Je'Kel Foster

Personal information
- Born: July 22, 1983 (age 43) Natchez, Mississippi, U.S.
- Listed height: 6 ft 3 in (1.91 m)
- Listed weight: 216 lb (98 kg)

Career information
- High school: Natchez (Natchez, Mississippi)
- College: Howard College (2002–2003) Chipola (2003–2004) Ohio State (2004–2006)
- NBA draft: 2006: undrafted
- Playing career: 2006–present
- Position: Point guard / shooting guard

Career history
- 2006–2007: EnBW Ludwigsburg
- 2007–2008: Paris-Levallois
- 2008–2010: EWE Baskets Oldenburg
- 2010–2011: Triboldi Cremona
- 2011–2012: Bayern Munich
- 2012: Spirou Charleroi
- 2012–2013: Alba Berlin
- 2013: JSF Nanterre
- 2014: Sidigas Avellino
- 2015: Medi Bayreuth
- 2015–2016: Guaros de Lara
- 2016: Manresa
- 2016–2018: Benfica Libolo

Career highlights
- German Bundesliga champion (2009); 2× German Bundesliga All-Star (2007, 2012); German League Newcomer of the Year (2007);

= Je'Kel Foster =

American basketball player (born 1983)

Je'Kel Reshard Foster (born July 22, 1983) is an American professional basketball player for Benfica do Libolo of the BIC Basket.

==College==
Foster began his studies at Howard Junior College in Big Spring, Texas. After a year, his basketball coach Chris Jans joined the Chipola Junior College at Marianna, Florida and took Foster with him. For further studies Foster then switched to the Ohio State University, where he played for the university team Buckeyes in the NCAA.

== Professional career ==
After going undrafted in the 2006 NBA draft, he signed with EnBW Ludwigsburg of the German Bundesliga for the 2006–07 season.

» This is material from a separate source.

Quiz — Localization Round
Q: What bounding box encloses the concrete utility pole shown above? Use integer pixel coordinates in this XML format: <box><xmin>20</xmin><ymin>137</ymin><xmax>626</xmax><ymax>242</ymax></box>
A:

For the 2007–08 season he signed with Paris-Levallois of the French LNB Pro A. From 2008 to 2010 he played with EWE Baskets Oldenburg. In July 2010, he signed with Triboldi Cremona of Italy for the 2010–11 season.

In July 2011, he signed with Bayern Munich. He played there till August 2012, when he was cut because of disciplinary reasons.

In September 2012, he signed with Spirou Charleroi of Belgium. He played there till December when he goes to Alba Berlin where he was signed a week after Alba lost point guard, Vule Avdalović, to a season-ending knee injury.

In October 2013, he signed with JSF Nanterre. He left them in December 2013. On February 5, 2014, he signed with Sidigas Avellino of Italy for the rest of the season.

On November 21, 2014, Foster signed with Homenetmen Beirut of Lebanon. However, he never played for the Lebanese club. On January 13, 2015, he signed with Medi Bayreuth of Germany for the rest of the season.

On December 9, 2015, he signed with Guaros de Lara of the Venezuelan LPB. On March 1, 2016, he signed with ICL Manresa of Spain for the rest of the 2015–16 ACB season.

On September 8, 2016, Foster signed in Angola with C.R.D. Libolo of the BIC Basket.